# Averages of Averages

Averages of Averages

My friend recently graduated from high school. After the ceremony, he was comparing his transcript with a fellow student and notice something strange.

Below are the results he saw (names changed):

 Bob Eve Sem 1 83 81 Sem 2 93 92.8

Both Bob and Eve struggled in the first semester but Bob came out with a 2 percent lead. In the second semester, they stepped up their game and scored in the 90s. Again, Bob beat Eve. From these results, one would expect Bob to have the higher overall average for the year, no questions asked. Here are the final marks:

 Bob Eve Final Average 88 89.8

What!? He had a higher average than her in both the first and second semester. However, her overall average for the year was higher than his. How could this possibly happen?? I’ll give you a minute to speculate…

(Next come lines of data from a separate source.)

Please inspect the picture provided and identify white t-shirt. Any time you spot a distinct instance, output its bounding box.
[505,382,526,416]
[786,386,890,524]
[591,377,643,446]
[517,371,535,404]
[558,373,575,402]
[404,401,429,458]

Here are the marks for the individual courses Bob and Eve completed:

 Bob Eve English 83 80 Biology 85 83 History 81 80 Chemistry 80 99 Physics 86 94 Math 83 99 Band 100 90 Gym 93 93 Art 91 91 IT 94 81 Programming 95 95 Design 85 93

The bold marks are first semester and the non-bold marks are second semester. As you can see, Eve took fewer courses in the first semester. Hence, her poor initial performance, was not weighted as heavily in her overall average. On the other hand, Bob took equal semesters. Hence, his poor performance had a greater negative influence on his final average. This is called Simpson’s Paradox1. The paradox is just what my friend experienced. He “won” both the first and second semester individually. However, he “lost” in the aggregate; the overall year average.

This paradox teaches a valuable lesson: you cannot blindly average averages. Eve cannot calculate her final mark by averaging 81 and 92.8 to get 86.9. Instead, she must go back to her individual marks and calculate her average from the original data.